OMPs comprise ~50% of overall proteins anchored in the outer membrane in Gram-negative bacteria, but E. coli was demonstrated to be able to grow in the absence of these proteins, suggesting the possibility of modulating the proportion of OMPs such as OmpF and OmpC to modify the cell permeability under specific growth conditions. The engineering of OMPs focused on improving channel properties such as geometry and diameter for substrate specificity and solute diffusion purposes represents an attractive but unexplored strategy to improve sugar and another substrate uptake.

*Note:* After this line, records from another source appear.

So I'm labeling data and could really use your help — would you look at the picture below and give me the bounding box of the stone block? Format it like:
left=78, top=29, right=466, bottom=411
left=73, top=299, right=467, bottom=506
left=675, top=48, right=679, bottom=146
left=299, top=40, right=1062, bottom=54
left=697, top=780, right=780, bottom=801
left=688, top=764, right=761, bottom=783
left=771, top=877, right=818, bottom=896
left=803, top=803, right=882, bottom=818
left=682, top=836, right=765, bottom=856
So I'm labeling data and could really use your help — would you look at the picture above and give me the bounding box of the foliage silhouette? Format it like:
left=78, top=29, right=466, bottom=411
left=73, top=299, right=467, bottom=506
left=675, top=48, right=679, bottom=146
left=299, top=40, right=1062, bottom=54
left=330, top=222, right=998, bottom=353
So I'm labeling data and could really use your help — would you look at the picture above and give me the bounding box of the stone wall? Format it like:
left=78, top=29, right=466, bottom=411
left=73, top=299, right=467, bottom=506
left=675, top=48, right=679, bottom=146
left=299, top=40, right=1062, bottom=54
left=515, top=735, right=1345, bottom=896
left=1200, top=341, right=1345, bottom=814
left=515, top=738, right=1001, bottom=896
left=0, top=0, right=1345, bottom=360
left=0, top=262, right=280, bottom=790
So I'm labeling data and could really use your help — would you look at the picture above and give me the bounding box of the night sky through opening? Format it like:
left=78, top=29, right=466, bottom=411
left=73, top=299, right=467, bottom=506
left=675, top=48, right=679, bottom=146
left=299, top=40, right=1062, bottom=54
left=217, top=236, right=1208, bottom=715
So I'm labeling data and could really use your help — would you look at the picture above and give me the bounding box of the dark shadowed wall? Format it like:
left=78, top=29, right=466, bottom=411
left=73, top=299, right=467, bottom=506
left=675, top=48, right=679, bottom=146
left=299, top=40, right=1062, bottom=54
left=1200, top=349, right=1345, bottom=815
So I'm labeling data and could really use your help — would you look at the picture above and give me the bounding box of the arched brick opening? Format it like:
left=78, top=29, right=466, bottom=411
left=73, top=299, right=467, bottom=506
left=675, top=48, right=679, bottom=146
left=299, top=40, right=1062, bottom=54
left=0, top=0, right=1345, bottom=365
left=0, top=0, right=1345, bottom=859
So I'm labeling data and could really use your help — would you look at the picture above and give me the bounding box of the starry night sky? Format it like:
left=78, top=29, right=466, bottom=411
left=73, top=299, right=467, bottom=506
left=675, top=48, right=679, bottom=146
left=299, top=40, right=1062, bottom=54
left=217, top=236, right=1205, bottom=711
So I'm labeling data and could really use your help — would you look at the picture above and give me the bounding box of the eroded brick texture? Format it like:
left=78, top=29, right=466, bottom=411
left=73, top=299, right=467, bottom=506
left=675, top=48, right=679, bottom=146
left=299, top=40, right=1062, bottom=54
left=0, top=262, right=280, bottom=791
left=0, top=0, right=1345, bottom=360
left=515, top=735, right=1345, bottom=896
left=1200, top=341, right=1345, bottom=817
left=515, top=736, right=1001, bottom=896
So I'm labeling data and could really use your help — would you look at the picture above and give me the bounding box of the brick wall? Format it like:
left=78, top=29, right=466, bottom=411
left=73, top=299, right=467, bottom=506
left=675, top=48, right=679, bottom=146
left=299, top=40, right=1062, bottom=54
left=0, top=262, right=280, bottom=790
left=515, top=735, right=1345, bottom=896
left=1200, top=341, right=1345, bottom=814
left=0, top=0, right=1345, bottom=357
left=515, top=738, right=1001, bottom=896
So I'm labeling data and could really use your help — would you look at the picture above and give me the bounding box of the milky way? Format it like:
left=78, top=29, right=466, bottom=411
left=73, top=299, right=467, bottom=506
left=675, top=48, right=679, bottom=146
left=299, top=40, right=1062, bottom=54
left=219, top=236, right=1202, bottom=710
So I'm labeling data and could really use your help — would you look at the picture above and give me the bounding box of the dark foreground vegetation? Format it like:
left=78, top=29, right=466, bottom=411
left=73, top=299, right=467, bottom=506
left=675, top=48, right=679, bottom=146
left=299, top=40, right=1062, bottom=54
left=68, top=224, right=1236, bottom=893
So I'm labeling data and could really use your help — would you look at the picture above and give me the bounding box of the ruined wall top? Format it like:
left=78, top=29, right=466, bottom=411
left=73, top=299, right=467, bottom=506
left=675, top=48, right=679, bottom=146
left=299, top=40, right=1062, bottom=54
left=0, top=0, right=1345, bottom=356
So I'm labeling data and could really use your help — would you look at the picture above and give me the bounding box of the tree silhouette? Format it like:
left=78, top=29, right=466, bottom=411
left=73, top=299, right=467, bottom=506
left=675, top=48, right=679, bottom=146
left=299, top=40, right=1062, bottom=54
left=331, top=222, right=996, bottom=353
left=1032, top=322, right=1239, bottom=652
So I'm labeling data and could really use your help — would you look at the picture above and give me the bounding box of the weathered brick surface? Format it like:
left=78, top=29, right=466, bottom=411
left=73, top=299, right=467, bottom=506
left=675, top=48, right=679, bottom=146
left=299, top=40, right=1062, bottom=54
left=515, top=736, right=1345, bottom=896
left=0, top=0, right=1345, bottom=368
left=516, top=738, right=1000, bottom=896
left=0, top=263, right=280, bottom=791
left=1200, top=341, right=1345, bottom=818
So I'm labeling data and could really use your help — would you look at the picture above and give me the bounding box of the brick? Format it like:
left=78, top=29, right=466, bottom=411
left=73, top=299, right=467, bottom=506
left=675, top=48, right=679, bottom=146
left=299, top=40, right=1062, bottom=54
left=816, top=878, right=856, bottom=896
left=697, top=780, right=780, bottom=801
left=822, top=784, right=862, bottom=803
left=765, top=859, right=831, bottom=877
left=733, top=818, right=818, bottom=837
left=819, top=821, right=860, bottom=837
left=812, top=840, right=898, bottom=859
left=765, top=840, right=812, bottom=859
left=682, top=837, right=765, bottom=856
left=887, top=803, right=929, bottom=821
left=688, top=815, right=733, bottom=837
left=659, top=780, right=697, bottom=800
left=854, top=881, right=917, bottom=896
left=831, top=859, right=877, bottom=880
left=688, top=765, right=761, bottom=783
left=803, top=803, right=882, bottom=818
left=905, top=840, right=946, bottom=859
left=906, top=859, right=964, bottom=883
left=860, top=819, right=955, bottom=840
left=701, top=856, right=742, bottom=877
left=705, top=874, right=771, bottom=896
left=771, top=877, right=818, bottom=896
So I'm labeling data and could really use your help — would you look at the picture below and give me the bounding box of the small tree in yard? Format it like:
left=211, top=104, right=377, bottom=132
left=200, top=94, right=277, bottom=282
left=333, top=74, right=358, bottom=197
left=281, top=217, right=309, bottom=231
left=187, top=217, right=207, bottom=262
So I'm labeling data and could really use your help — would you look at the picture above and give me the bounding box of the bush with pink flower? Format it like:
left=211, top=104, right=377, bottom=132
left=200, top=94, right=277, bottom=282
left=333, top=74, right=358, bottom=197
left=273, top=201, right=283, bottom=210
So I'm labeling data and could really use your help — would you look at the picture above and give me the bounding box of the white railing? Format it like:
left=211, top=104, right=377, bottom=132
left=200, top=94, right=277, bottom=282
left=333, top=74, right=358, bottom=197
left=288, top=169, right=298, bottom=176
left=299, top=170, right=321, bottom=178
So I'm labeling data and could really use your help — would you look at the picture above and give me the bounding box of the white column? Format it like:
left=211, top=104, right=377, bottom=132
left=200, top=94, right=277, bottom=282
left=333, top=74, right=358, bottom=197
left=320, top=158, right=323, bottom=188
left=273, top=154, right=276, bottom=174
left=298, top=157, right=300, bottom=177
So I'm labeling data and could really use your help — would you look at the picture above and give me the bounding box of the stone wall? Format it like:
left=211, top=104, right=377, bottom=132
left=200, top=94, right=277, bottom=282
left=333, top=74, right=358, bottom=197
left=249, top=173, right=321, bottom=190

Finally, engineering alternative transport systems such as SecY is an attractive strategy to improve substrate specificity to extracellular solutes and bypass the metabolic and regulatory mechanisms associated with PTS.

Author Contributions

Conceptualization, O.E.C.-R., G.G., A.E. and F.B.; writing—original draft preparation, O.E.C.-R. and A.E.; visualization, O.E.C.-R., G.G. and A.E.; funding acquisition, F.B. All authors have read and agreed to the published version of the manuscript.

Funding

This work was supported by the project PAPIIT IN209421 (DGAPA, UNAM).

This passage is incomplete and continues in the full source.